__NAME:__ __FULLNAME__  
__SECTION:__ __NUMBER__  
__CS 5703: Machine Learning Practice__

# Homework 8: Support Vector Machines

## Assignment Overview
Follow the TODOs and read through and understand any provided code.  
Post any questions regarding the assignment, to Slack.
For all plots, make sure all necessary axes and curves are clearly and 
accurately labeled. Include figure/plot titles appropriately as well.

### Task
For this assignment you will be exploring support vector machines (SVMs)
using GridsearchCV and working with highly a unbalanced datasets.


### [Data set](https://www.kaggle.com/kerneler/starter-credit-card-fraud-detection-e6d0de2d-9)
European Cardholder Credit Card Transactions, September 2013  
This dataset presents transactions that occurred over two days. There were 377 incidents of 
fraud out of 191,828 transactions. The dataset is highly unbalanced, the positive class 
(frauds) accounts for 0.197% of all transactions.

__Features__  
* V1, V2, ... V28: are principal components obtained with PCA from a large feature vector
* Time: the seconds elapsed between each transaction and the first transaction  
* Amount: is the transaction Amount  
* Class: the predicted variable; 1 in case of fraud and 0 otherwise.  
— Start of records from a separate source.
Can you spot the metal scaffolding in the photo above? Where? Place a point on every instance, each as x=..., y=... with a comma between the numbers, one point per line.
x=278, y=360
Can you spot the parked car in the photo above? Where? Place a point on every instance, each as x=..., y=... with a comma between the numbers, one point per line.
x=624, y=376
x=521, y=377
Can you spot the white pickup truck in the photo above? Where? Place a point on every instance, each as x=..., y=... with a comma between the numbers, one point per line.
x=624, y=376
Given the class imbalance, it is recommended to use precision, recall and the 
Area Under the Precision-Recall Curve (AUPRC) to evaluate skill. Traditional accuracy 
and AUC are not meaningful for highly unbalanced classification, as these scores are 
misleading due to the high impact of the large number of negative cases that can easily
be identified.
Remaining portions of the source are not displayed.